(360ad) Electrical Double Layer Capacitance and Polarizability Modeled Using Classical Molecular Dynamics. | AIChE

(360ad) Electrical Double Layer Capacitance and Polarizability Modeled Using Classical Molecular Dynamics.


Tran, B. - Presenter, The Pennsylvania State University
Milner, S. T., The Pennsylvania State University
Janik, M. J., The Pennsylvania State University
Electrical double layers (EDL), which form in response to surface charge on an electrode in contact with electrolyte solution, influence the thermodynamics and kinetics of electrochemical processes. Atomistic modeling plays a key role in elucidating the physical characteristics of the EDL, which in turn can inform rational design and optimization for various important electrochemical systems such as electrocatalytic energy storage, capacitors, and fuel cells. In this poster presentation, we will present a classical molecular dynamics (MD) model for the EDL at the metal electrode and aqueous electrolyte interface. More specifically, we measure: 1) the double layer polarizability by calculating the dielectric constant and 2) the double layer capacitances at varying electrode potentials.
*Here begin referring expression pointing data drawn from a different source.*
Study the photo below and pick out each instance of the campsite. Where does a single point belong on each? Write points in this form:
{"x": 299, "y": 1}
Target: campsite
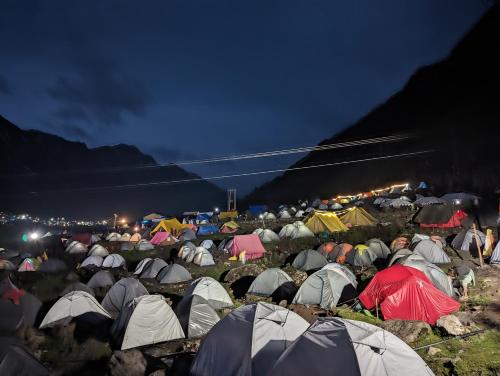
{"x": 159, "y": 297}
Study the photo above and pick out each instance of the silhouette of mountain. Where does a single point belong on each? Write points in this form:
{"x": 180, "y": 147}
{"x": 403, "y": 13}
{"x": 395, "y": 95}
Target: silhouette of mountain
{"x": 452, "y": 107}
{"x": 47, "y": 175}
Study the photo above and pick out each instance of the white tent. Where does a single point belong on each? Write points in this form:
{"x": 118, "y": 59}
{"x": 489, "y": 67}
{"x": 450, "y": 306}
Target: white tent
{"x": 72, "y": 305}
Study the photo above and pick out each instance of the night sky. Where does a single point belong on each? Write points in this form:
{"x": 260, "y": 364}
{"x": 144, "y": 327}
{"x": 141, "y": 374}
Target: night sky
{"x": 195, "y": 79}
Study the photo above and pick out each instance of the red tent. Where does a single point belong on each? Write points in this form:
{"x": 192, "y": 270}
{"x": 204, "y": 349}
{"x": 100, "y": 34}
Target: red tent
{"x": 405, "y": 293}
{"x": 250, "y": 244}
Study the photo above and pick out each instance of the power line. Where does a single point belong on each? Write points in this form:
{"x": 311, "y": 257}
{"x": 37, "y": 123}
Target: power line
{"x": 280, "y": 152}
{"x": 220, "y": 177}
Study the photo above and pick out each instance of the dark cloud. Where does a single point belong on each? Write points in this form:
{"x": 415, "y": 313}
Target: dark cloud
{"x": 99, "y": 92}
{"x": 5, "y": 87}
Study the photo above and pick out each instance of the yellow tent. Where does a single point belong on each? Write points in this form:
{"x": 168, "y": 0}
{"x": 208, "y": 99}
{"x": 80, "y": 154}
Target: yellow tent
{"x": 229, "y": 214}
{"x": 169, "y": 225}
{"x": 358, "y": 217}
{"x": 321, "y": 221}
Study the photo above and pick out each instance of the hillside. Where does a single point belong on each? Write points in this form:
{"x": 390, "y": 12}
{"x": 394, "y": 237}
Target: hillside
{"x": 47, "y": 175}
{"x": 453, "y": 108}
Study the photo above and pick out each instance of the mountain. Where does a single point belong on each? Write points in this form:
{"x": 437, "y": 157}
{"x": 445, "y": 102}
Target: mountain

In performing these measurements, we introduce two novel “add-ons” to the MD simulations: first is the description of the metal polarizability that we termed “QDyn,” second is an alternating electric field (AC field) approach for measuring the dielectric response of water. For in-plane dielectric constant, we found the first water layer (z < 0.5nm) to exhibit a larger-than-bulk value (ε≈110). In contrast, the out-of-plane dielectric constant of this first layer is abnormally low (ε≈3). Next, we measure the double layer capacitance by varying the surface charge and assessing the corresponding electrostatic potential at the surface. Our MD-measured capacitance gives excellent agreement with the classical Gouy-Chapman-Stern (GCS) theory yet deviates from experimental values. We attribute this experimental deviation to the lack of charge spill-over from the electrode, which is a quantum effect that is missing from our classical model. Regardless, the dielectric constant and capacitance measurements made from our classical MD model are self-consistent through the GCS theory. Overall, our model provides a fully atomistic description of the EDL at adequate time and length scales, a feat that other state-of-the-art modeling tools still struggle with. As future work, this classical MD model will be combined with ab initio description of charge transfer processes to paint a more complete picture of the effect of EDL in electrochemistry.